The use of Matisyahu demonstrated Nijem’s compassion and cultural savvy; however, he would lose to Ferguson shortly thereafter.

Next came three consecutive victories over Daniel Downes, C.J. Keith, and Joe Proctor, but the streak would be followed by two straight losses, and suddenly Nijem found himself clinging to his UFC contract for dear life, as another defeat could result in immediate dismissal.

Getting the proverbial monkey off of his back with a January 2014 decision over Justin Edwards, Nijem would then prepare to make his debut in the Middle East, a showdown with the previously undefeated Beneil Dariush at Abu Dhabi’s du Arena.

The opportunity to fight in the Middle East presented another chance for Nijem to interact with a foreign public. And despite sharing similar Islamic roots with the United Arab Emirates crowd, Nijem needed a new message to connect with the masses.

Oddly enough, he found his cultural diplomacy initiative buried in the lyrics of an ‘Arab Idol’ winner…

Walking out to face Dariush at UFC Fight Night 39, Nijem electrified the crowd with his choice of Mohammed Assaf’s "Ali Al Keffiyeh" ("Raise Your Keffiyeh"), a Palestinian nationalist anthem. The crowd jumped out of their seats to watch Nijem’s walkout out, raising their heads in a collective moment of rejoice and solidarity.

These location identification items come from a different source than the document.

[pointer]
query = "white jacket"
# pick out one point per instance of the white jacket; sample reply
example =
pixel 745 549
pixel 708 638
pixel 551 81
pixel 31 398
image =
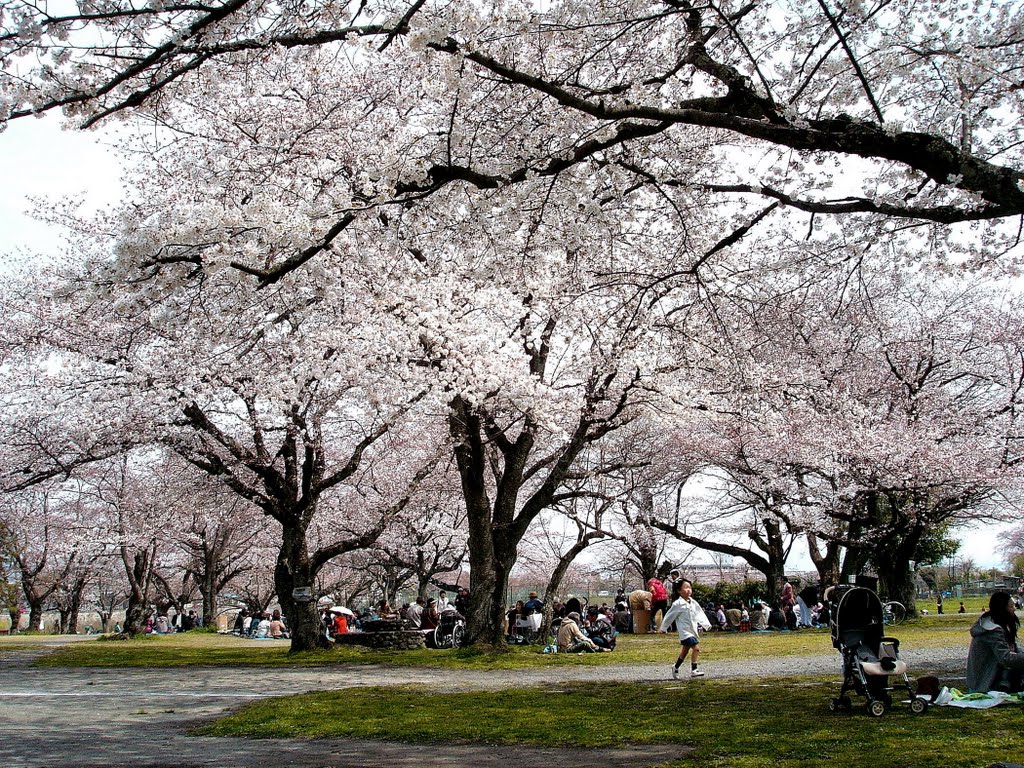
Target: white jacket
pixel 688 615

“For beloved Palestine, my precious home, Arabs, home is precious / When they were united, a stone was the strongest of all / And, a prisoner's prayers, when could I find a relief?” melodizes Assaf.

The choice of song was merely meant as a way for Nijem to interact with the Abu Dhabi fan base. But it also provided him the opportunity to share traces of Palestinian culture with the foreign audience, tuning in via UFC Fight Pass.

Nijem would dispose of Dariush within the first five minutes of their encounter at UFN 39, unloading a barrage of hammer fists and close-range punches. However, sheer pugilism was not enough for Nijem, who had other things in mind.

“I’m here to bring a title to the Middle East… I’m gonna step up and win that title for the Middle East,” stated Njiem after his victory. “I’m ready to fight whoever. I believe I’m the best fifty-fiver in the world. And I want this to be violent. I want everybody out there to be scared at my weight class.”

His words may have been forceful, but his diplomacy remained inside the cage, where MMA was uniting countries and cultures.

The victory over Dariush would be Nijem’s fifth inside the Octagon, and a win over the undefeated Carlos Diego Ferreira at UFC 177 could be enough to solidify his worthiness of competing against a higher level of talent.

But regardless of the outcome on Saturday night, Ramsey Nijem has already found a way to make mixed martial arts about more than two men beating each other up inside a cage. He has taken sports and culture and combined the two into a diplomatic initiative and message centered on peace, ethnic identity, national and regional pride, and equality.